Viele stehen kurz davor, dicht zu machen. In einer Genossenschaft kann die Verantwortung aufgeteilt werden. Aber was ist das überhaupt?
Genossenschaften als nachhaltiges Geschäftsmodell
Kurz gesagt: Leute schließen sich zusammen, damit nicht die ganze Arbeit an einer Person hängen bleibt. Auch das finanzielle Risiko trägt nicht eine Person allein.
Oft geht es darum, Dinge zu bewahren. So wird der Bäckerladen im Dorf gerettet, die Schließung des Schwimmbads verhindert oder eben ein altes Antiquariat weitergeführt.
Die Genossenschaft soll nicht möglichst viel Gewinn bringen. Sie ist ein stabiles und nachhaltiges Geschäftsmodell.
Genossenschaften am wenigsten insolvent
Deswegen gehen Genossenschaften im Vergleich zu anderen Unternehmen auch am seltensten insolvent.
Die Anteile sind auf verschiedene Leute aufgeteilt, die sie kaufen und verkaufen können. Wenn einer raus ist, ist nicht gleich die Genossenschaft pleite. Sie kann einfach neue Mitglieder aufnehmen.
"Man kauft einen Anteil und wenn man kein Teil der Genossenschaft mehr sein möchte, verkauft man diesen Anteil wieder."
Mitgliederversammlung in der Kneipe
Mathilde ist im Vorstand der Buchgenossenschaft Hennwack, die das Antiquariat in Berlin übernommen hat. Vorstand, Genossenschaft – klingt kompliziert und etwas trocken, muss es aber nicht sein.
"Wir haben keine Mitgliedervollversammlung, sondern treffen uns abends in der Kneipe."
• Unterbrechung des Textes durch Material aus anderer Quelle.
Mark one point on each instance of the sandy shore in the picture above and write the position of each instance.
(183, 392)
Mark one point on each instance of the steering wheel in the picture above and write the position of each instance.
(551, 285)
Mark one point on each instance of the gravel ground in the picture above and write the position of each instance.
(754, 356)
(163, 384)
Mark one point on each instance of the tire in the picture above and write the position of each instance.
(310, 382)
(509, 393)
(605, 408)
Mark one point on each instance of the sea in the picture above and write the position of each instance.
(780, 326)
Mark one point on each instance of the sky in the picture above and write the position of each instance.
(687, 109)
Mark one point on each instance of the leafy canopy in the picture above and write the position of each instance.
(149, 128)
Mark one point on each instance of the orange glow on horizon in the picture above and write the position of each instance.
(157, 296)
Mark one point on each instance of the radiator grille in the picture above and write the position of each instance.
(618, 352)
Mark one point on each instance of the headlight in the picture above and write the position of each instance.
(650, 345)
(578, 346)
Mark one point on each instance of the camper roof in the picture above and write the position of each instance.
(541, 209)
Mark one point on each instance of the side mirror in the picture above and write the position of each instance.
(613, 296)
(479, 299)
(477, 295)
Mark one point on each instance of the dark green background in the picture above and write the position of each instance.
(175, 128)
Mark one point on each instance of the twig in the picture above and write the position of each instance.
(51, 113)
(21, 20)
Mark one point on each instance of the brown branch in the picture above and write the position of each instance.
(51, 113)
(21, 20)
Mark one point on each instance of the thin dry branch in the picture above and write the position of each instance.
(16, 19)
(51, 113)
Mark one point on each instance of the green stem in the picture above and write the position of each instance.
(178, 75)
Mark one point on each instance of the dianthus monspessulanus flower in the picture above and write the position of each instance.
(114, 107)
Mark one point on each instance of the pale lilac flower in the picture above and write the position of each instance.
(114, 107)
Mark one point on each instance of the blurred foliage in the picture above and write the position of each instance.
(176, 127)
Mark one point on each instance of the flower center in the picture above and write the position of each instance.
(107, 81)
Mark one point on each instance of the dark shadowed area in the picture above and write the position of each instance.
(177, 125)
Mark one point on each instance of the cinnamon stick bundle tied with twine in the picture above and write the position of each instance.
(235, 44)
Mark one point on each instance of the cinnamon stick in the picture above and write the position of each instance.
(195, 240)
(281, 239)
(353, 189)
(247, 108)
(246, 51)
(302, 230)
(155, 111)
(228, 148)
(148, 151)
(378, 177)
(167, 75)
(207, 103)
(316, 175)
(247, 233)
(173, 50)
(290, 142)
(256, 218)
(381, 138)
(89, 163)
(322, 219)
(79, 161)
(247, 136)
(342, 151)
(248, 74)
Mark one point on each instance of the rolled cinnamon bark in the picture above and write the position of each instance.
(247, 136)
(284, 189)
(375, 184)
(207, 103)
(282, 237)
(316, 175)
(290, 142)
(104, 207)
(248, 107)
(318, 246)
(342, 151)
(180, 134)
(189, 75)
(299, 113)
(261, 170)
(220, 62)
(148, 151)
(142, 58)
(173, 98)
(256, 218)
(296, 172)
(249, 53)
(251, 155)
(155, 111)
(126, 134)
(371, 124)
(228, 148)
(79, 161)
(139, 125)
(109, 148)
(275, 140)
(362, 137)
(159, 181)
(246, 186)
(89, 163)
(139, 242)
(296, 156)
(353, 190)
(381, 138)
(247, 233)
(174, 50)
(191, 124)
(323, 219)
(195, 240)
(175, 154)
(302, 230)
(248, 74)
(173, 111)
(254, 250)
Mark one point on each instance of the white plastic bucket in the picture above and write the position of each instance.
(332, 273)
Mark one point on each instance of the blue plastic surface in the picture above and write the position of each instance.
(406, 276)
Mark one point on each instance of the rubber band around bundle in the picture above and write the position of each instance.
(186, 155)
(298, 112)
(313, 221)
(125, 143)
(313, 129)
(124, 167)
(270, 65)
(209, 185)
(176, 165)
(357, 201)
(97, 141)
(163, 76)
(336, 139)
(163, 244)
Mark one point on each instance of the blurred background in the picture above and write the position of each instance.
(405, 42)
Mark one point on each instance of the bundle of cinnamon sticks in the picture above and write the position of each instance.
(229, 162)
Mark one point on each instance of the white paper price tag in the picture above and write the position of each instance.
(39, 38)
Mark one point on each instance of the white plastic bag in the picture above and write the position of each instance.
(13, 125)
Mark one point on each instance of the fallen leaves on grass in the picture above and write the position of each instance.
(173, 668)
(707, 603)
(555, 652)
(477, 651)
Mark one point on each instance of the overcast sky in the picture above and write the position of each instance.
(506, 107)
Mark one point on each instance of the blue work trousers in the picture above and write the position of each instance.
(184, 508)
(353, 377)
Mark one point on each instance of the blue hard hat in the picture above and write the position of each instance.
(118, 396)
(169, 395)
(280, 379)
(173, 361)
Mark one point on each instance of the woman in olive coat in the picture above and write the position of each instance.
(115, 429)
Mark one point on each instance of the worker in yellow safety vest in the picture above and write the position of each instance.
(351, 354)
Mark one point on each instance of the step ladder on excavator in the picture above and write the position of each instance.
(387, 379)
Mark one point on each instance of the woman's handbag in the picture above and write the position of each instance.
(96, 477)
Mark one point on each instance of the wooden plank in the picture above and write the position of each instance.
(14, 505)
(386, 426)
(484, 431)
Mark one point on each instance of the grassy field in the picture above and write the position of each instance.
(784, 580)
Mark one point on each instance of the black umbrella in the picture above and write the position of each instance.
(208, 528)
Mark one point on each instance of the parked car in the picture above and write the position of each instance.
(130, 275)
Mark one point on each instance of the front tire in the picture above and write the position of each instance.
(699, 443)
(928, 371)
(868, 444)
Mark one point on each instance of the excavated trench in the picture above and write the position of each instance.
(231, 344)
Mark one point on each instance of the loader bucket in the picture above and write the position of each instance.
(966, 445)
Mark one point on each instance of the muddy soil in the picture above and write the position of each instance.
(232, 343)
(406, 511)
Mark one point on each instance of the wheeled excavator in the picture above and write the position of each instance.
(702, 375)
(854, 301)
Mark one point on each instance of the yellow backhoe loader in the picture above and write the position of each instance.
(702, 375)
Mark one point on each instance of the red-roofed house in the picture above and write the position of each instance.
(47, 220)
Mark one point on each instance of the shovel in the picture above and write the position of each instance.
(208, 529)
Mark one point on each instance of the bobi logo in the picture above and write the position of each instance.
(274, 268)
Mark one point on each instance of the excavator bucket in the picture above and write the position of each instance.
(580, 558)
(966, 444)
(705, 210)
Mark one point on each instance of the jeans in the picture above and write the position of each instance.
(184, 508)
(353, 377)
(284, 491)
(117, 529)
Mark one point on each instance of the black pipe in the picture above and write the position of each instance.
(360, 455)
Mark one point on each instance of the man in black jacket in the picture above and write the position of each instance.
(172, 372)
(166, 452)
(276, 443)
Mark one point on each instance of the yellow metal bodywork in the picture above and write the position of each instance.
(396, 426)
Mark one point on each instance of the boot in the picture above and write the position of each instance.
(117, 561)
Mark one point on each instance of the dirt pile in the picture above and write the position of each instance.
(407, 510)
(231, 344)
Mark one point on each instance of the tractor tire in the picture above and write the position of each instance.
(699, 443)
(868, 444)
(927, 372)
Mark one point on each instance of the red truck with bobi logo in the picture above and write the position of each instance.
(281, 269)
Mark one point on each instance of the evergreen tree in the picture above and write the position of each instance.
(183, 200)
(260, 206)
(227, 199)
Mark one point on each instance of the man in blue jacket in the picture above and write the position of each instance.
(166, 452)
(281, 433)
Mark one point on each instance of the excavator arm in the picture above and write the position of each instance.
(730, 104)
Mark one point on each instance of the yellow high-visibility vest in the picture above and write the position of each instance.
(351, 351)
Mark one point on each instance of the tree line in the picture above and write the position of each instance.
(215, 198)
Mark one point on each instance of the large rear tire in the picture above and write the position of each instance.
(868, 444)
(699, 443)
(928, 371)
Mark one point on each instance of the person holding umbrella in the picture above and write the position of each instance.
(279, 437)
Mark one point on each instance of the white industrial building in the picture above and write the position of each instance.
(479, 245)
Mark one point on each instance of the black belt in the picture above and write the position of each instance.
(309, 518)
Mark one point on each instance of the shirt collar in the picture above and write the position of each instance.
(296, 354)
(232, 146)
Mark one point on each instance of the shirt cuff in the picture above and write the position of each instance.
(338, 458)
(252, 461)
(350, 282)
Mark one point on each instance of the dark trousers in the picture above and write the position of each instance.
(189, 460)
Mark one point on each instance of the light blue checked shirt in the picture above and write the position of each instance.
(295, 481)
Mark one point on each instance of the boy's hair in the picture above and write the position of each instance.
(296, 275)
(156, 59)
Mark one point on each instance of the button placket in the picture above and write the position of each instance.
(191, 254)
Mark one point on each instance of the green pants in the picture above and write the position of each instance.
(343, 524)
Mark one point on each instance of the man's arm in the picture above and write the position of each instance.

Mathilde und ihre Kolleg*innen sind untereinander alle befreundet, vieles läuft deswegen informell ab. Es gibt auch keine klassische Mitgliedervollversammlung. Wenn es etwas zu besprechen gibt, dann abends in einer Kneipe oder in einer WhatsApp-Gruppe.
Demokratisch, praktisch, gut
So läuft das ab: Jede Person hat eine Stimme, alle Stimmen zählen gleich viel. Es macht keinen Unterschied, wie viel Geld jemand mitbringt. Genossenschaften sind also sehr demokratisch.
Das Antiquariat ist gerade vorübergehend geschlossen und soll jetzt umziehen, ein paar Straßen weiter. Geplant ist ein Buchladen mit kleinem Café als kultureller Treffpunkt für all diejenigen, die Lust auf Bücher haben.

"Es ist zu viel für eine Person, das zu managen."
Eine Person alleine würde den Umzug mit fast einer halben Million Bücher wahrscheinlich gar nicht schaffen.
Ein Ort für Bücher und Gemeinschaft
Auch zu zwölft ist das alles viel. Aber die Buchgenossenschaft ist davon überzeugt, dass das, was sie tut, wichtig ist.
Die Arbeit machen sie und ihre Freunde sich aus ideellen Gründen, sagt Mathilde. "Diese Orte müssen bewahrt werden und man muss sie auch neu schaffen."
"Wir machen das in erster Linie aus ideellen Gründen."
Damit liegt die Buchgenossenschaft Hennwack im Trend. Fast die Hälfte der Genossenschaften, die es heute gibt, haben sich seit den 2000er Jahren neu gegründet. Die Vereinten Nationen haben 2025 sogar zum internationalen Jahr der Genossenschaften erklärt.
Genossenschaften werden streng geprüft
Wer selbst eine Genossenschaft gründen will, sollte die Geschäftsidee aber gut durchdacht haben. Die wird nämlich von mehreren Instanzen auf Herz und Nieren geprüft.
Erst dann gibt es einen Eintrag ins Genossenschaftsregister. Mindestens alle zwei Jahre steht eine Jahresabschlussprüfung an.